In other ratings news, JPMorgan and Netflix both saw their stock’s downgraded today. Keefe Bruyette & Woods downgraded JPMorgan to Market Perform from Outperform, saying that the bank stock’s 37% return in 2019 has been “driven by shares re-rating after the sell-off in the back part of 2018.” “We would like to add shares when valuations are more reasonable, and in our view a Market Perform rating is warranted,” KBW said. As for Netflix, Needham downgraded the streaming pioneer to Underperform from Hold, saying that it anticipates subscriber losses as competition heats up in the streaming space. “We project NFLX will lose 4mm US subs in 2020 at its premium priced tier of $9-$16/month. We believe NFLX must addd a second, lower priced, service to compete with Disney+, Apple+, Hulu, CBS All Access and Peacock, each of which have $5-$7/month choices,” Needham analyst Laura Martin wrote in a note. “Since NFLX’s balance sheet cannot withstand lower revenue (our view), we recommend a 6-8 minute/hour ad load to supplement a $5-$7/month consumer fee.”

Stocks We’re Watching

XBiotech (NASDAQ: XBIT): Shares of this biotech are up more than 77% in the last week after it inked an agreement with Johnson & Johnson unit Janssen Biotech for global rights to XBiotech’s anti-inflammatory candidate, bermekimab. “We are proud that Janssen has chosen bermekimab as an agent it believes could have an important impact,” said XBiotech President & CEO John Simard. “We believe their acquisition will enable recognition and increase awareness of the full potential of this first-in-class therapeutic. This transaction also provides us the opportunity to showcase our powerful True Human antibody discovery platform, which we are now utilizing to pursue next generation anti-Il-1⍺ antibody therapeutics to treat multiple areas of unmet need outside of dermatology.”

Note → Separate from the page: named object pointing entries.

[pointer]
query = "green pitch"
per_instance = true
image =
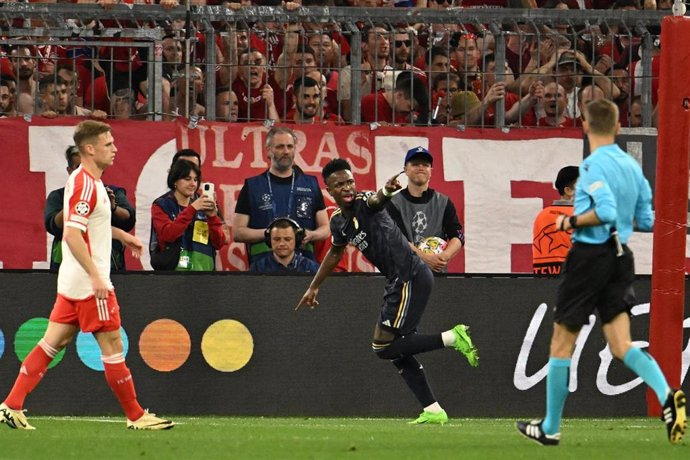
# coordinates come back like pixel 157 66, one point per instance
pixel 321 438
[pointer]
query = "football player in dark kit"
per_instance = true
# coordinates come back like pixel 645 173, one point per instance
pixel 362 221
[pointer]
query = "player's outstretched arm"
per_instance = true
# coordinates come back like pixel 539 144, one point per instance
pixel 379 200
pixel 329 263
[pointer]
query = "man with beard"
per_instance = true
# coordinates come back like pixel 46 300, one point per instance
pixel 227 107
pixel 283 190
pixel 54 96
pixel 421 212
pixel 554 105
pixel 308 100
pixel 7 99
pixel 24 64
pixel 255 90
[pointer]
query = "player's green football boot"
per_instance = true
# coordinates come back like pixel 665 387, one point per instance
pixel 438 418
pixel 463 344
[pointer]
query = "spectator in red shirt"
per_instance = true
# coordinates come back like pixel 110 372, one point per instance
pixel 255 93
pixel 406 104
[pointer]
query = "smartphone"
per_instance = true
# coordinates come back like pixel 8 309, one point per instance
pixel 208 189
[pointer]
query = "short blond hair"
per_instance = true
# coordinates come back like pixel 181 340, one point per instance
pixel 89 130
pixel 602 117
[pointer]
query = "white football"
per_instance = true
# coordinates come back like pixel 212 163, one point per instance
pixel 432 245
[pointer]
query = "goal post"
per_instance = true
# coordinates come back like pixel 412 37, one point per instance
pixel 671 203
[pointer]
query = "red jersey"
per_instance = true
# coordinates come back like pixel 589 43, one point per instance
pixel 375 107
pixel 87 208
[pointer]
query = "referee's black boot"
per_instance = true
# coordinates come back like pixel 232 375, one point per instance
pixel 674 416
pixel 533 430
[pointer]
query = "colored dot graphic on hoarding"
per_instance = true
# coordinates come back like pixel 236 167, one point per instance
pixel 165 345
pixel 28 336
pixel 227 345
pixel 90 353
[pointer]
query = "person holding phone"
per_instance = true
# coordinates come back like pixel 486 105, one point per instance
pixel 186 222
pixel 362 221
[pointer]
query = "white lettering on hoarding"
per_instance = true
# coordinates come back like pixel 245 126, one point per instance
pixel 524 382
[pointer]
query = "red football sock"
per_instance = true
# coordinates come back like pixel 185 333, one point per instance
pixel 120 380
pixel 32 371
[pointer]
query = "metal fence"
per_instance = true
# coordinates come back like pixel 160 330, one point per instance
pixel 378 65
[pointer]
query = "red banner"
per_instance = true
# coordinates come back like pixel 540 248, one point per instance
pixel 498 180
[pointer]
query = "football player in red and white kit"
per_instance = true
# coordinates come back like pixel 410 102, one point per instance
pixel 85 296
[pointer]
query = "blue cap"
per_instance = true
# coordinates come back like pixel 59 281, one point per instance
pixel 419 152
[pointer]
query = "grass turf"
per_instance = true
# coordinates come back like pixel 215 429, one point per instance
pixel 324 438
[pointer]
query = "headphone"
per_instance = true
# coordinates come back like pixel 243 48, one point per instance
pixel 299 231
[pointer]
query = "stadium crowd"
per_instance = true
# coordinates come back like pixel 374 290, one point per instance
pixel 411 73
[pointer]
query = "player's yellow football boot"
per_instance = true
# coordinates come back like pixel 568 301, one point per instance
pixel 149 421
pixel 14 418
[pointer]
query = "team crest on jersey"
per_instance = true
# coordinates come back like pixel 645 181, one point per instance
pixel 82 208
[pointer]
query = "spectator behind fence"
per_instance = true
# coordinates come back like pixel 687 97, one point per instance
pixel 375 57
pixel 56 100
pixel 636 112
pixel 7 98
pixel 283 236
pixel 284 190
pixel 24 66
pixel 186 231
pixel 407 103
pixel 122 216
pixel 53 97
pixel 227 107
pixel 308 103
pixel 553 109
pixel 550 245
pixel 585 95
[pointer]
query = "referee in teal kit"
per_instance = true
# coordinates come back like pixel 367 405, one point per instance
pixel 611 195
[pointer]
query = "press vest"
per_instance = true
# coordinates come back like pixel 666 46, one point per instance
pixel 303 210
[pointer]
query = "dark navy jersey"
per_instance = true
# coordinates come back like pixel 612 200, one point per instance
pixel 375 234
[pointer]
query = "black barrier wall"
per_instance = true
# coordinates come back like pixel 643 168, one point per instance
pixel 319 363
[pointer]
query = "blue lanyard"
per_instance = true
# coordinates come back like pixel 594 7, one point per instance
pixel 290 200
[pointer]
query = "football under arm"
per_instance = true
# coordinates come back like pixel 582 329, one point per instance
pixel 335 253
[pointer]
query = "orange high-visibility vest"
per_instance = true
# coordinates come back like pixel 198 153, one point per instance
pixel 550 246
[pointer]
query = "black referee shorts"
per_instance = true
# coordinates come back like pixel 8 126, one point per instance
pixel 594 278
pixel 404 302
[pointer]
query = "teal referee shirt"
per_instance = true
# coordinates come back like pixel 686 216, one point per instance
pixel 611 182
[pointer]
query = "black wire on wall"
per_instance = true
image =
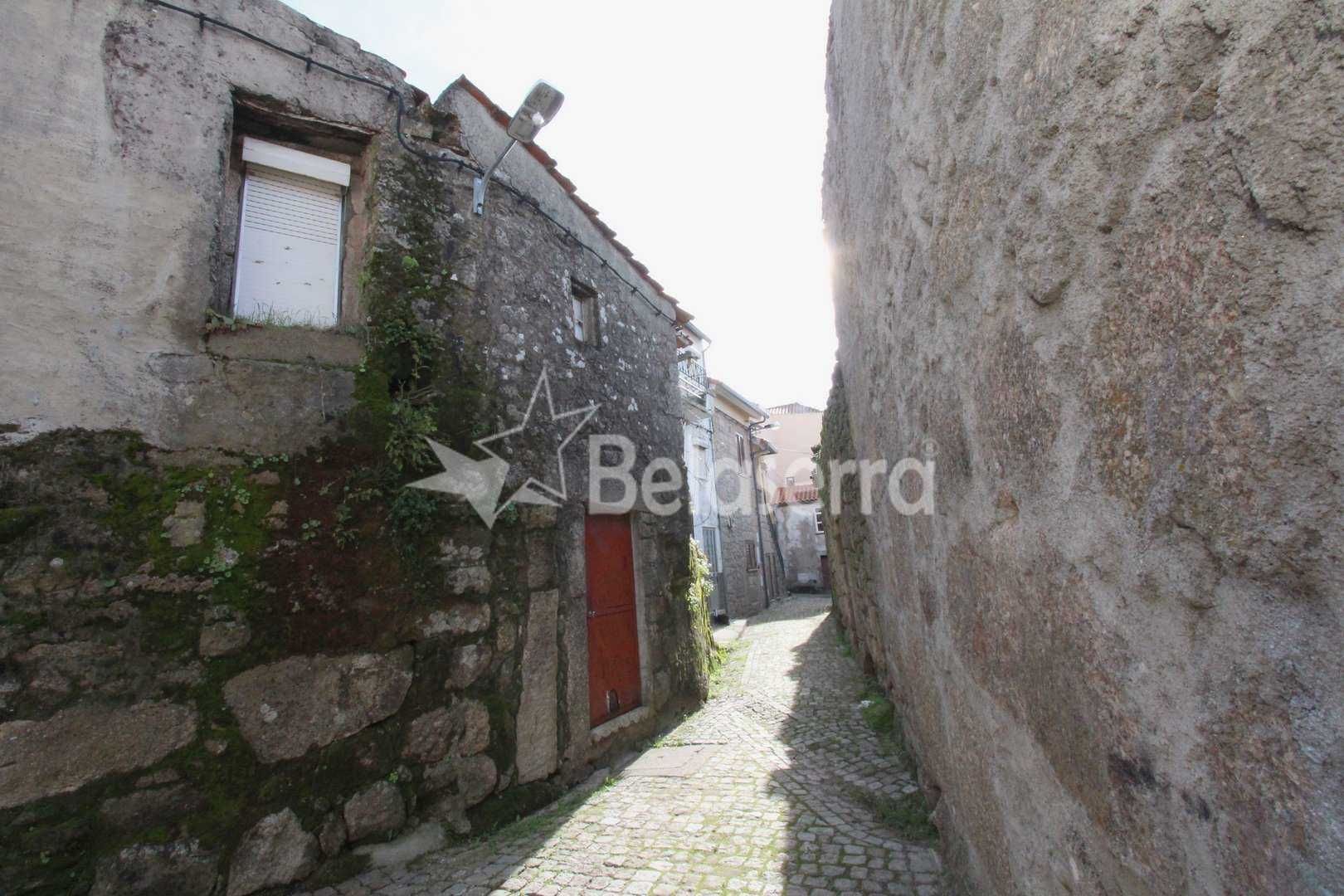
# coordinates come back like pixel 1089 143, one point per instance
pixel 444 158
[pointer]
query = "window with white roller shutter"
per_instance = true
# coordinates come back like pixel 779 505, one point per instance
pixel 290 238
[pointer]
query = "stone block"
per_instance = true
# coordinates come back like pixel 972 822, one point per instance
pixel 275 852
pixel 147 809
pixel 377 811
pixel 288 707
pixel 187 524
pixel 463 617
pixel 332 835
pixel 223 638
pixel 537 713
pixel 541 561
pixel 288 344
pixel 82 744
pixel 468 579
pixel 156 869
pixel 466 664
pixel 460 730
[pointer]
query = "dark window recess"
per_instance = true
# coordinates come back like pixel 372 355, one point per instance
pixel 583 308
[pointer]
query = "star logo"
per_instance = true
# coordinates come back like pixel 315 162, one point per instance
pixel 481 483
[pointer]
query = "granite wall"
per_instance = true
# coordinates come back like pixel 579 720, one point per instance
pixel 1088 261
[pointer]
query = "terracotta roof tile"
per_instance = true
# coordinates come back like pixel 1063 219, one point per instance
pixel 567 186
pixel 796 494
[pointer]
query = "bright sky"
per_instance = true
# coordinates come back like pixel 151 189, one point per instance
pixel 696 129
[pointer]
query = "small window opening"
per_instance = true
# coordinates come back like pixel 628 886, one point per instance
pixel 583 299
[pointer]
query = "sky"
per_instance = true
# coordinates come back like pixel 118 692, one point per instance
pixel 695 128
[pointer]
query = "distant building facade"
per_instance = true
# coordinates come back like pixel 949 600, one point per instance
pixel 739 500
pixel 801 528
pixel 789 475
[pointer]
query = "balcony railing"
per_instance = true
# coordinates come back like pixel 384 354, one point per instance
pixel 691 377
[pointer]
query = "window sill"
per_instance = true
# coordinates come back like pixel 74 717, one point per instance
pixel 288 345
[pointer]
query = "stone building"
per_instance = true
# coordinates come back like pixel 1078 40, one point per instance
pixel 236 649
pixel 739 501
pixel 1086 262
pixel 791 485
pixel 800 528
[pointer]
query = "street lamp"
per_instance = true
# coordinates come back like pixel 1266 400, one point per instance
pixel 760 426
pixel 541 105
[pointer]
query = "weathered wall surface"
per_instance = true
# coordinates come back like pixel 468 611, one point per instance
pixel 801 544
pixel 247 670
pixel 113 222
pixel 1090 251
pixel 737 520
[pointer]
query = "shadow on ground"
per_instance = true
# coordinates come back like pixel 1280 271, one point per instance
pixel 797 794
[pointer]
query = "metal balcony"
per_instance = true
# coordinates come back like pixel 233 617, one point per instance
pixel 691 377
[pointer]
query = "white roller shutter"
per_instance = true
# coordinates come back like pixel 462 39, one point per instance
pixel 290 247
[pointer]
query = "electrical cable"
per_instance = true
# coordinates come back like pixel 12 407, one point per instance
pixel 442 158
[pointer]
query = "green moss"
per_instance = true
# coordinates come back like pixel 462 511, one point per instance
pixel 698 655
pixel 908 815
pixel 17 522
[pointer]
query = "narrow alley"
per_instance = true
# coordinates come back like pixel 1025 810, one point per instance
pixel 767 789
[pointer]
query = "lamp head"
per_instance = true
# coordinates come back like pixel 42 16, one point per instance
pixel 541 105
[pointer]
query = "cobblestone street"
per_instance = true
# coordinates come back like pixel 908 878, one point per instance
pixel 780 805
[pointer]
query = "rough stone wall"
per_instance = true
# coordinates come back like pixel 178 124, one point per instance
pixel 249 670
pixel 737 522
pixel 1089 254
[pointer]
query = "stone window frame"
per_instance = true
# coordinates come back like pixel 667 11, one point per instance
pixel 283 124
pixel 583 314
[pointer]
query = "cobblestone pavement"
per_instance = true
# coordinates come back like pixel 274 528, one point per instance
pixel 778 807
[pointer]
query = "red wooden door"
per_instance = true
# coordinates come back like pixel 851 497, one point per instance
pixel 613 638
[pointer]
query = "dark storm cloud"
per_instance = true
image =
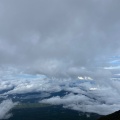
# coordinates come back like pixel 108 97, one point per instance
pixel 58 36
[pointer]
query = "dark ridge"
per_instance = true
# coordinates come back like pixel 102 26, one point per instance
pixel 113 116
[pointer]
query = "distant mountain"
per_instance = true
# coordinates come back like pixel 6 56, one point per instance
pixel 113 116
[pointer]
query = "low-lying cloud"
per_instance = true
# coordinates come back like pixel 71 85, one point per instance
pixel 53 37
pixel 5 108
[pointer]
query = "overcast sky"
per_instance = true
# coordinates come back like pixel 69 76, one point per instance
pixel 58 36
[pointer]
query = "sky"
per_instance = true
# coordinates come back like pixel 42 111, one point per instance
pixel 61 39
pixel 55 37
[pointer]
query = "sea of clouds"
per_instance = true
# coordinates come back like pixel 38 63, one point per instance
pixel 54 45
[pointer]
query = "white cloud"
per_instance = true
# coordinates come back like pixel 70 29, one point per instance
pixel 5 108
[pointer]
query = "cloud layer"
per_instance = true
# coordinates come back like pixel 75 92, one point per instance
pixel 5 107
pixel 53 37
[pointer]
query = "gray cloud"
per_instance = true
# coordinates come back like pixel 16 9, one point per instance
pixel 5 107
pixel 52 37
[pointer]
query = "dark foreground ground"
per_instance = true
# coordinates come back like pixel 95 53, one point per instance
pixel 50 113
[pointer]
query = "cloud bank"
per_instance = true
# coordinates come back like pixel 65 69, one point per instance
pixel 55 37
pixel 5 107
pixel 62 40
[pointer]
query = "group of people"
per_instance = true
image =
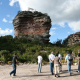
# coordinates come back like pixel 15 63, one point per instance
pixel 55 63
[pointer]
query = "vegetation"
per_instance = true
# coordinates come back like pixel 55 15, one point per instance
pixel 28 51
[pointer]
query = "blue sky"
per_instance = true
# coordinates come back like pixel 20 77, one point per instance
pixel 64 14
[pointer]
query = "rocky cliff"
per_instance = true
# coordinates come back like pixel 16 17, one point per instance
pixel 32 25
pixel 73 39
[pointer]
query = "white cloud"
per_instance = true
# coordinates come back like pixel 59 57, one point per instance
pixel 53 28
pixel 68 32
pixel 12 2
pixel 4 20
pixel 5 32
pixel 75 26
pixel 60 11
pixel 61 24
pixel 52 33
pixel 10 21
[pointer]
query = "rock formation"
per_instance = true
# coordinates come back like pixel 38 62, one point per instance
pixel 32 25
pixel 73 39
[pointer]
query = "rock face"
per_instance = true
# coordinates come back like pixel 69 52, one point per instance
pixel 73 39
pixel 32 25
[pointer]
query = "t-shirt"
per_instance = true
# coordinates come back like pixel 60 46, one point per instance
pixel 51 57
pixel 14 60
pixel 56 60
pixel 39 59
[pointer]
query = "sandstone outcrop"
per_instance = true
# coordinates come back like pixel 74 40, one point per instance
pixel 73 39
pixel 32 25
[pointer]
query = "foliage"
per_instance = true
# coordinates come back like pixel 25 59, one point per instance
pixel 28 51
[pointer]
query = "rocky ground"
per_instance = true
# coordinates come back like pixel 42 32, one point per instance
pixel 29 72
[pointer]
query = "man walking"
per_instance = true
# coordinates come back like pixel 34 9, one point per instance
pixel 69 59
pixel 14 65
pixel 51 60
pixel 59 55
pixel 39 63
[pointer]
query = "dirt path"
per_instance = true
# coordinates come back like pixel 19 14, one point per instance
pixel 29 72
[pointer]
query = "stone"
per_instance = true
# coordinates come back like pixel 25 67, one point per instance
pixel 33 25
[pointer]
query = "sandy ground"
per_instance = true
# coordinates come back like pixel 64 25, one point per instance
pixel 29 72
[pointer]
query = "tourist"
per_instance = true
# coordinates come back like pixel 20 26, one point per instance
pixel 79 61
pixel 59 55
pixel 39 63
pixel 57 63
pixel 69 59
pixel 14 62
pixel 51 60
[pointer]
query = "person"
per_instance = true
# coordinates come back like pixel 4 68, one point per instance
pixel 57 63
pixel 39 63
pixel 51 61
pixel 79 61
pixel 59 55
pixel 14 62
pixel 69 59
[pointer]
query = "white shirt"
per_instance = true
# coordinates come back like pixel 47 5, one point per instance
pixel 39 59
pixel 51 57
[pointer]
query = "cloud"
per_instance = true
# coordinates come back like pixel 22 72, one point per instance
pixel 10 21
pixel 60 11
pixel 5 32
pixel 75 26
pixel 8 15
pixel 0 3
pixel 52 33
pixel 68 32
pixel 4 20
pixel 53 28
pixel 61 24
pixel 12 2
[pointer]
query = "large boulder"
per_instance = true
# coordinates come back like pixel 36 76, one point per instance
pixel 32 25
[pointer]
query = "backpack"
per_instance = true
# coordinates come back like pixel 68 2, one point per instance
pixel 70 58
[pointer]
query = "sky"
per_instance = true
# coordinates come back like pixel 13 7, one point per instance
pixel 64 14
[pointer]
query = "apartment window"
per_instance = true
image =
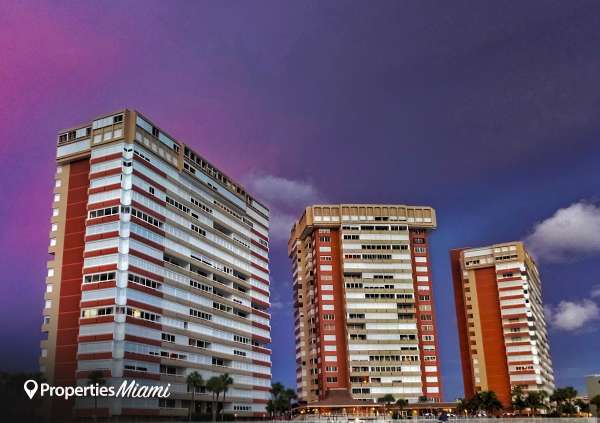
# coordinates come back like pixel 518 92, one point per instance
pixel 197 229
pixel 109 211
pixel 218 361
pixel 143 281
pixel 200 314
pixel 167 337
pixel 94 312
pixel 241 339
pixel 141 314
pixel 199 343
pixel 99 277
pixel 166 403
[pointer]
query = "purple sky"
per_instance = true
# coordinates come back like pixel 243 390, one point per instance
pixel 490 112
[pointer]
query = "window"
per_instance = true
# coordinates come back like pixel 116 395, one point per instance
pixel 94 312
pixel 109 211
pixel 198 229
pixel 166 403
pixel 167 337
pixel 141 314
pixel 146 218
pixel 200 286
pixel 199 343
pixel 140 280
pixel 241 339
pixel 200 314
pixel 218 361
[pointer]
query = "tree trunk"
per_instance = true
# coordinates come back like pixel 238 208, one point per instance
pixel 214 409
pixel 223 407
pixel 193 405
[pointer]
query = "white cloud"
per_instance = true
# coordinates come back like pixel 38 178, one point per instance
pixel 278 191
pixel 569 234
pixel 286 199
pixel 571 315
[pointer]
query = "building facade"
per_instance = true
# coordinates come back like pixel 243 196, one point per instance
pixel 159 268
pixel 364 312
pixel 500 315
pixel 593 388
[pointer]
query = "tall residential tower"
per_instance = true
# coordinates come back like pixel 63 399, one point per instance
pixel 364 314
pixel 159 268
pixel 502 331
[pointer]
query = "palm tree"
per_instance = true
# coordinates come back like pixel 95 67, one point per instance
pixel 194 381
pixel 226 381
pixel 96 378
pixel 290 395
pixel 518 399
pixel 488 401
pixel 215 386
pixel 401 403
pixel 582 406
pixel 464 406
pixel 563 397
pixel 386 400
pixel 595 400
pixel 536 400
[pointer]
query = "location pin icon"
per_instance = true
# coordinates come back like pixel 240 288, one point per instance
pixel 30 387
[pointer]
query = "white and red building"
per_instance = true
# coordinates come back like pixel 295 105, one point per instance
pixel 160 267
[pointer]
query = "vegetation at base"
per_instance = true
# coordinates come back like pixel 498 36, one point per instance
pixel 282 400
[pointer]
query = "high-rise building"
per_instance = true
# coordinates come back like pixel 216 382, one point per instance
pixel 364 312
pixel 593 389
pixel 159 268
pixel 500 315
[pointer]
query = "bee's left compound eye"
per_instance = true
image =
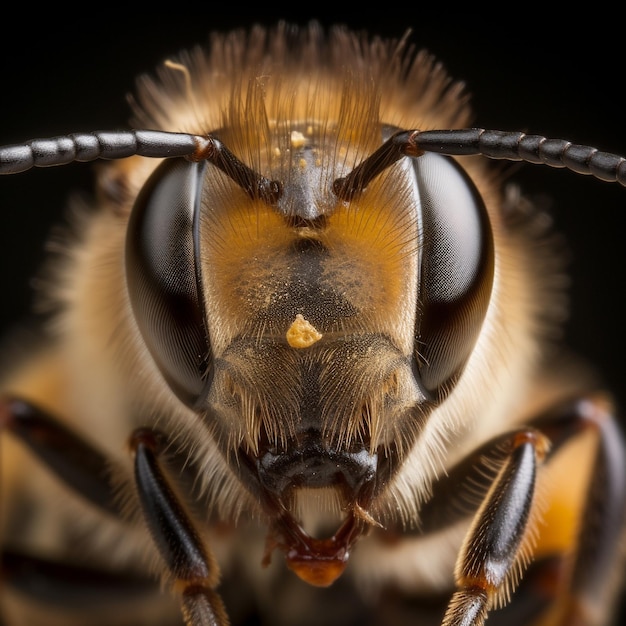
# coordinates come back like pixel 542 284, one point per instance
pixel 456 270
pixel 163 276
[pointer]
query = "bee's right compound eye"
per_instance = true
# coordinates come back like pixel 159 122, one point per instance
pixel 457 265
pixel 163 276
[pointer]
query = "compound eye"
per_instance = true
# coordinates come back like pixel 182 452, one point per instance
pixel 163 276
pixel 457 266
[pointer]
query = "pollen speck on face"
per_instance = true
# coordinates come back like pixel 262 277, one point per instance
pixel 302 334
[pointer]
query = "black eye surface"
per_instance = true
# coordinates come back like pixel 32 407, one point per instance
pixel 163 276
pixel 457 267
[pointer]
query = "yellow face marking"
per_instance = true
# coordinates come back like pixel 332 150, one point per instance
pixel 302 334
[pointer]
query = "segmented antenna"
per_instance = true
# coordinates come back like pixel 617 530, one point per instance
pixel 495 144
pixel 513 146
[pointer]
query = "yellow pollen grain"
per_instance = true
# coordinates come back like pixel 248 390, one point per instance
pixel 302 334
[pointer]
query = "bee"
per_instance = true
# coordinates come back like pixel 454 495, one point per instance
pixel 297 363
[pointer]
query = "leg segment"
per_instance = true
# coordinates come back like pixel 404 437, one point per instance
pixel 193 568
pixel 492 550
pixel 77 463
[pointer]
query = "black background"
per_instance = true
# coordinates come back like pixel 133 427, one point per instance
pixel 561 79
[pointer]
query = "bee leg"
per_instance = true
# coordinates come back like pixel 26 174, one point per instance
pixel 81 466
pixel 591 586
pixel 193 568
pixel 492 549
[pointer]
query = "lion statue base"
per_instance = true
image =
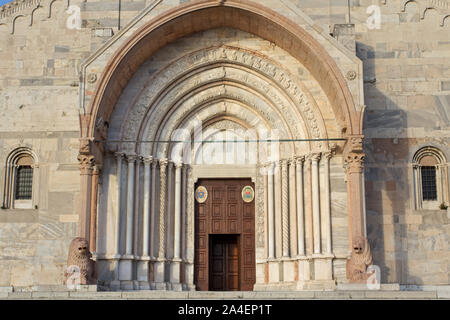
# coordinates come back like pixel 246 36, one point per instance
pixel 81 269
pixel 359 261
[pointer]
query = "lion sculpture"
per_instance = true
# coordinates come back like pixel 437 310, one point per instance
pixel 80 267
pixel 360 259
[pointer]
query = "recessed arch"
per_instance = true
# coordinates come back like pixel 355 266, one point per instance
pixel 243 15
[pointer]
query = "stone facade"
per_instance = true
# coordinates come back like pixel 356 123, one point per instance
pixel 51 74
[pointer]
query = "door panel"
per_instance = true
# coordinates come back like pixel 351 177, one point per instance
pixel 226 264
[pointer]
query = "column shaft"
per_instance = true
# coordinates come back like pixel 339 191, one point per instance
pixel 300 207
pixel 327 209
pixel 292 210
pixel 285 208
pixel 130 205
pixel 162 209
pixel 177 221
pixel 147 210
pixel 271 218
pixel 153 210
pixel 94 197
pixel 316 202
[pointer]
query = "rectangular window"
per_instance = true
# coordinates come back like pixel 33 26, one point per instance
pixel 24 183
pixel 429 190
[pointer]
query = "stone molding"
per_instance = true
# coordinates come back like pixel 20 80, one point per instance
pixel 216 58
pixel 441 6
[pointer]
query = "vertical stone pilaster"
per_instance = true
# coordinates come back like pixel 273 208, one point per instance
pixel 94 198
pixel 144 266
pixel 177 221
pixel 271 213
pixel 300 206
pixel 119 156
pixel 153 209
pixel 355 167
pixel 161 261
pixel 131 160
pixel 176 263
pixel 293 234
pixel 327 210
pixel 86 162
pixel 316 201
pixel 285 208
pixel 146 207
pixel 278 211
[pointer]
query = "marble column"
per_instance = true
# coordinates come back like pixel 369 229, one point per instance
pixel 119 156
pixel 86 163
pixel 300 207
pixel 292 210
pixel 131 160
pixel 316 201
pixel 126 263
pixel 143 269
pixel 161 260
pixel 146 207
pixel 285 208
pixel 327 210
pixel 153 209
pixel 94 197
pixel 271 211
pixel 278 211
pixel 355 194
pixel 176 262
pixel 190 221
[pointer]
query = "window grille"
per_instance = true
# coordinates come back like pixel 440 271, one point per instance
pixel 429 190
pixel 24 183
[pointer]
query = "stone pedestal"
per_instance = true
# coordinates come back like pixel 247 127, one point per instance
pixel 126 268
pixel 274 271
pixel 304 268
pixel 323 267
pixel 143 272
pixel 175 268
pixel 289 270
pixel 159 272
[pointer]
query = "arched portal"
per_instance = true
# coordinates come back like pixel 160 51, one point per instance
pixel 190 84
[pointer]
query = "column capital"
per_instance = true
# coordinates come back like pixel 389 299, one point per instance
pixel 328 155
pixel 178 165
pixel 131 158
pixel 314 157
pixel 355 162
pixel 300 159
pixel 119 154
pixel 147 159
pixel 355 143
pixel 163 162
pixel 86 162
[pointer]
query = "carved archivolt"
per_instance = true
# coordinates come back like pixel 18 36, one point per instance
pixel 237 74
pixel 441 6
pixel 13 10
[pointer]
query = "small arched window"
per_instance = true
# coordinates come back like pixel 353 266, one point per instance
pixel 430 176
pixel 20 173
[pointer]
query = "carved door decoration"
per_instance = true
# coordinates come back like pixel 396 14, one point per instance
pixel 224 263
pixel 225 237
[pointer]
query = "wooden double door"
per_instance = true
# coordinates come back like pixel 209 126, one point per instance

PDL BioPharma (NASDAQ: PDLI): PDL BioPharma shares jumped as much as 24% yesterday following its announcement the it has completed a strategic review that it started in September, and said that it plans to “halt the execution of its growth strategy, cease additional strategic investments, and pursue a formal process to unlock value by monetizing the Company’s assets and returning net proceeds to shareholders.” PDL President and CEO said, “Today’s announcement reflects our efforts to continually assess and do what is best for our shareholders. Although there is potential to build significant value with the Company’s current healthcare growth strategy, we recognize the inherent execution risk and the long-term nature of such an approach. After a careful and thorough review of our strategic options, we have concluded that a monetization process will unlock value more quickly and with greater certainty for the benefit of all PDL shareholders. Accordingly, we will cease additional strategic investments and instead will look to monetize our high-quality asset portfolio and distribute net proceeds to our shareholders.”